Isn't that the rub point in HT processor. A process running in HT
virtual processor can lock up a specific chunk of the real processor up
that would not normally be locked. So the process running in the Real
processor gets blocked and put to sleep till the process running in HT
is cleared out. Now the problem is on windows to my understanding is
the kernel scheduler did not understand that HT was a virtual process
so it screwed up scheduling orders and what not. This added allot of
overhead to the processor to sort what was going on sending sleep
commands to keep the processor from rolling over and dieing.

As time has progress the kernel schedulers i imagine have improved to
better understand that this virtual processor locks parts of the real
processor up so it needs to schedule things a little better so it don't
keep dumping things into the HT processor that it will need a second
latter for another process it queried for the real processor.
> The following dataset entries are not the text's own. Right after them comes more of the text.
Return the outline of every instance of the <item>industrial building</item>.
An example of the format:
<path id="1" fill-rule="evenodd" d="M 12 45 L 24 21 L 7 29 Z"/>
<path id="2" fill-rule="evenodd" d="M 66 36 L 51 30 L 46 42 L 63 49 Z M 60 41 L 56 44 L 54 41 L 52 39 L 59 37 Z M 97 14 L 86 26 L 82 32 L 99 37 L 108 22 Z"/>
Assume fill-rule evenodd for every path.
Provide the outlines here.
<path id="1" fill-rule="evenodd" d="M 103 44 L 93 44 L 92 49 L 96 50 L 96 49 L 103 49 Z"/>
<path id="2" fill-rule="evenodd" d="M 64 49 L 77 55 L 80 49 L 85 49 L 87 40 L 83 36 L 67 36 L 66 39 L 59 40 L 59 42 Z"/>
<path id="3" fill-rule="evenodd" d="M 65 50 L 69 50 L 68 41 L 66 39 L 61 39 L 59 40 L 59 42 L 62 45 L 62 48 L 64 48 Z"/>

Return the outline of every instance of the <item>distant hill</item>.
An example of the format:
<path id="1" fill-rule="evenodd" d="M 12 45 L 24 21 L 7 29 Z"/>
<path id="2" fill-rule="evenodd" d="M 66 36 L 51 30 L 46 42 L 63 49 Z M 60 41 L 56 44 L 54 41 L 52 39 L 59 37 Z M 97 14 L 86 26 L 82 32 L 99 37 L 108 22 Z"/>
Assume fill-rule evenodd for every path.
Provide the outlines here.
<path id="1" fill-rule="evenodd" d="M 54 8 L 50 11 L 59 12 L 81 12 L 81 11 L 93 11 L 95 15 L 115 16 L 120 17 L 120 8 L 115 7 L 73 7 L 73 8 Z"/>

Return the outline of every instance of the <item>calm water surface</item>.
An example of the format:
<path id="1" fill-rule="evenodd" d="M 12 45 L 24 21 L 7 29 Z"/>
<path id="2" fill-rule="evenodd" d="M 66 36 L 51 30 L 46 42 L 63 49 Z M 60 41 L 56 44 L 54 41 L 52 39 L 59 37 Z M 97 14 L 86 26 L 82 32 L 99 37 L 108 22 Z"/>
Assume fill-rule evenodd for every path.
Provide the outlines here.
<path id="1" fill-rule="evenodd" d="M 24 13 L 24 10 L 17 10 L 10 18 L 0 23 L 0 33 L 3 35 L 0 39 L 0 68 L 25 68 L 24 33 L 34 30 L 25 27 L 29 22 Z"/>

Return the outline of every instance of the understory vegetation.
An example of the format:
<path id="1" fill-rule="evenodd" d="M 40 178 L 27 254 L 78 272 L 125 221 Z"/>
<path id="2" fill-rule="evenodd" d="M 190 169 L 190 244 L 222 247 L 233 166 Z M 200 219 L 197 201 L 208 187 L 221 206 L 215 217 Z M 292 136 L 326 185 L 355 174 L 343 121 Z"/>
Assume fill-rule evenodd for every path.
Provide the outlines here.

It's pretty useless compared to real multiple cores, though.

and allot of multi-threaded apps also got there performance smashed?

That will depend a lot on details of CPU cache use, exactly what they
were doing on their various threads, how their thread priorities were
set up, etc. Some apps benefit, some lose.

I understand these things in theory I just never had to do any of the
programming. Life has taught me theory/book differs allot from real
life/fact.

Show quoted text

--
Craig Ringer

#14Martijn van Oosterhout
kleptog@svana.org
In reply to: Justin (#13)
Re: Need for help!

On Thu, May 15, 2008 at 04:57:03PM -0400, Justin wrote:

Isn't that the rub point in HT processor. A process running in HT
virtual processor can lock up a specific chunk of the real processor up
that would not normally be locked. So the process running in the Real
processor gets blocked and put to sleep till the process running in HT
is cleared out.

There is no "real" or "virtual" processor, HT is symmetric. Both look
like real CPU's but internally they share certain resources. The
advantage is that if a program gets a cache miss it will stall for
dozens of cycles waiting for memory. On a real multicore CPU that's
wasted time, on an HT CPU there is another thread which can (hopefully)
keep running and use the resources the other isn't using.

For programs like GCC which are waiting for memory 50% of the time of
so, HT can provide a measurable increase in performace. For
computationally expensive programs it may be worse.

As time has progress the kernel schedulers i imagine have improved to
better understand that this virtual processor locks parts of the real
processor up so it needs to schedule things a little better so it don't
keep dumping things into the HT processor that it will need a second
latter for another process it queried for the real processor.

The thing is that HT processors share an L1 cache so switching between
two HT processors on the same die is much less expensive than switching
to another core. But if you have only two runnning processes it better
to split them across two cores. Schedulars know this now, they didn't
at first.

Have a nice day,
--
Martijn van Oosterhout <kleptog@svana.org> http://svana.org/kleptog/

Show quoted text

Please line up in a tree and maintain the heap invariant while
boarding. Thank you for flying nlogn airlines.